The death of a Canadian taxpayer triggers many tax implications. As the legal representative of a deceased person, there are many steps you must take to ensure that the person’s Canada Revenue Agency (CRA) file is in order. This must be done before you are able to distribute the estate to the deceased person’s heirs.
First Steps and Responsibilities of the Legal Representative
You are the legal representative of a deceased person if you are in one of the following situations:
- You are named as the executor in the will.
- You are appointed as the administrator of the estate by a court.
- You are the liquidator for an estate in Quebec.
- The estate designates itself.
- You are requesting to be recognized as the person who will manage the CRA tax matters for the deceased person, where there is no will or other legal documents. For all provinces and territories, other than Quebec, complete form RC552 Appointing a legal representative for a deceased person. Send a completed RC552 to the Authorizations Services Unit (ASU) of the deceased’s tax center. If the deceased was a Quebec resident, visit revenuquebec.ca.
It is the legal representative’s responsibility to file all of the required returns for the deceased person and to ensure that all taxes owing are paid.
Your first step as a legal representative is to contact the CRA to inform them of the person’s death.
- You can do this via telephone by calling 1-800-959-8281.
- You can also inform the CRA of the death by mail, using form RC4111 Request for the Canada Revenue Agency to Update Records.

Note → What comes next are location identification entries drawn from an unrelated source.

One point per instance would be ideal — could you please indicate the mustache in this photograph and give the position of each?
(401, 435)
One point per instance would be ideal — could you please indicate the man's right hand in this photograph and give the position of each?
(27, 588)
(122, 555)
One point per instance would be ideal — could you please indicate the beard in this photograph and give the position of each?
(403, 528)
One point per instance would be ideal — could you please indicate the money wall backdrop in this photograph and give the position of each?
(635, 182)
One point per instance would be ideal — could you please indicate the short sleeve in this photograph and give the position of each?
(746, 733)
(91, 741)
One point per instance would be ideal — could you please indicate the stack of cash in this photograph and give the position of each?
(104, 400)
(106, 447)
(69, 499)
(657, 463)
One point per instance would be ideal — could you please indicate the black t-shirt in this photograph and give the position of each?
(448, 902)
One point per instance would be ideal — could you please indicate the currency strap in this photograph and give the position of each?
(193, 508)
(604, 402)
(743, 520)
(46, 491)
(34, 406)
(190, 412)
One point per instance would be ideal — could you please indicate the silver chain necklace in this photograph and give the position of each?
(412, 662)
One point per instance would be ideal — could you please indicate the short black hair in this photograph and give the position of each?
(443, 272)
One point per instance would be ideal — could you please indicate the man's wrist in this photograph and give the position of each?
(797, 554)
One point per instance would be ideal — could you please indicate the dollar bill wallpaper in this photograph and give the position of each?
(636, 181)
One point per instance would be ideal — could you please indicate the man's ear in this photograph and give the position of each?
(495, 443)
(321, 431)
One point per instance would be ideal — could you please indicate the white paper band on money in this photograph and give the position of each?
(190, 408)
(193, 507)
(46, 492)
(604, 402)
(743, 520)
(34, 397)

After receiving this information, the CRA will ask you to submit a copy of the death certificate, and of the documentation appointing you as the legal representative, such as the will or court order.
If the deceased person was paying taxes by periodic installments, you can stop making these payments. However, any installments that were due but unpaid prior to the death must be made.
Income Tax Considerations
A final income tax return must be filed on behalf of the deceased person for the period from Jan. 1 to the date of his death. Other returns might be necessary such as optional returns or the trust return.
There are rules in the income tax laws that create deemed dispositions of assets at the moment immediately preceding someone’s death. This means that right before somebody dies, capital gains or losses are crystallized, or taxable income is created. These gains and losses must be accounted for in the final return, along with any income that was earned by the person prior to their death.
You will also need to file a return and pay the related taxes on behalf of the estate for any income earned between the time of death and the moment you distribute the estate’s assets to the heirs.
Each type of the deceased’s return has a different due date based on the time of death.
Registered Plans and Other Benefits
In addition to regular income taxes, care must be given to the tax treatment of registered plans and other benefits that the deceased person may have received.
The investments in Registered Retirement Savings Plans (RRSPs) and Registered Retirement Income Funds (RRIFs) are generally deemed to have been withdrawn by the person at the moment immediately preceding his death, and must be included in the person’s income. In certain cases, it is possible to roll these amounts over to a spouse to defer taxation.
The Lifelong Learning Plans (LLPs) and Home Buyers’ Plan (HBP) are effectively terminated by the death of the person and any unpaid amounts will be included in the person’s income. Again, in certain cases, these amounts may be passed along to a spouse to defer taxation.
If the deceased person had been receiving benefits such as the Goods and Services Tax/ Harmonized Sales Tax Credit (GST/HST), or the Canada Child Benefit (CCB), you may continue to receive these payments after the death because of a delay in updating of the CRA’s files. If this should occur, you can simply return the payments to the CRA since the person’s death no longer entitles them to these benefits. Spouses who may continue to benefit from these programs should contact the CRA to update their own files.
Once you are ready to distribute the assets of the estate to the heirs, you may want to obtain a clearance certificate from the CRA.
This is not mandatory, but is a good idea. If you go ahead with the distribution of the estate’s assets without a clearance certificate, there is still a chance that taxes owing will surface and you may be held personally liable to pay them.
A clearance certificate confirms that the CRA considers the deceased person’s taxes for all years have been paid.
To request a certificate, use form TX19 Asking for a Clearance Certificate and send it to your CRA tax services office. Once the clearance certificate is issued, you can safely distribute the assets to the heirs.